The general public might feel better about lawyers if lawyers supported alternative dispute resolution, mediation, etc. There should be more alternatives to filing a suit. But lawyers aggressively protect their turf. Paralegals have been charged with practicing law without a license for telling people how to fill out standard forms. I’m not sure that attitude serves the public interest.

Settling disputes with the aid of lawyers is a lot better than some of the alternatives that we see every day on the evening news. But for many people in many circumstances, lawyers are not our friends.

I think this is a big part of it. Most dogs don’t like going to the vets, since in their experience, vets prod and poke them and stick things up their a**. Perfectly reasonable for a dog not to like vets. Similarly for most people, their contact with lawyers is during a very stressful time in their lives and the lawyer on the other side gets identified with it.
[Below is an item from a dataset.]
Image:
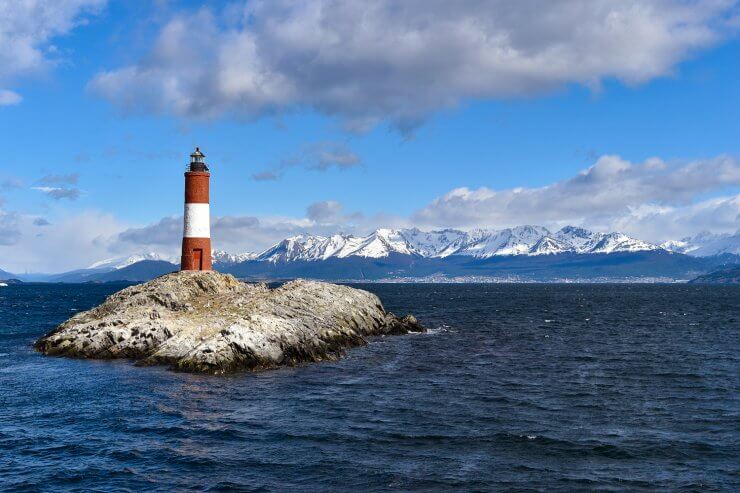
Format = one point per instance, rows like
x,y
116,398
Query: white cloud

It obviously will vary from jurisdiction, but in my jurisdiction, mediation is an essential step in any civil action, ADR is encouraged, and some family lawyers are committed to collaborative law, which includes a contractual obligation not to go to court. Lawyers’s job is to do what’s best for the client - court is not necessarily in the client’s best interest.

Depends on the types of “standard forms”. If the client has a standard case, standard forms work. If the client’s got an unusual case, standard forms may be the worst thing possible for that particular client. Part of the lawyer’s training is to determine when the standard forms will do.

All three of them did, actually.
We chose the first on the recommendation of our real estate agent (which I’ve since learned isn’t a wise thing to do). The second we pulled out of the yellow pages because their office was conveniently located, and the third was recommended by my parents’ lawyer, with the disclaimer that he had known him years ago in law school and couldn’t vouch for his current ways.

I did file a report with the Better Business Bureau regarding the worst experience we had, but I will absolutely look into what the Canadian equivalent to the State Bar would be, and file a report there too. I guess I didn’t at the time because it seemed like just another hassle on top of so many hassles we already had, but I see now that it really isn’t fair of me to complain if I’m not willing to take the time to try and take steps towards making things different.

(And I just want to say again that I really do know that all lawyers are horrid, just that I can see how some of the stereotypes came to be. My parents’ lawyer has always been terrific for them, and my fiance’s parents love theirs as well.)

Elert, if your parents are in the same province as you, they can report bad lawyers to the Law Society of Upper Canada at 416-947-3300 or 1-800-668-7380. The complaints line is 416-947-3310 or 1-800-268-7568. (If you feel more comfortable going in person, it is the building beside city hall with the fence around it.)

For overbilling matters, your parents can have the local court assessment officer review the account as long as they don’t wait beyond the limitations period. For court addresses, go to http://www.attorneygeneral.jus.gov.on.ca/english/courts/cadaddr.asp

Hmmm. . . . I’ll have to try this in a couple of my collection matters. “Tell us where you bank accounts are or in goes the finger!”

Whoops, sorry Elret. I should have said you rather than your parents, and I should have spelt your name correctly. I still have not woken up yet.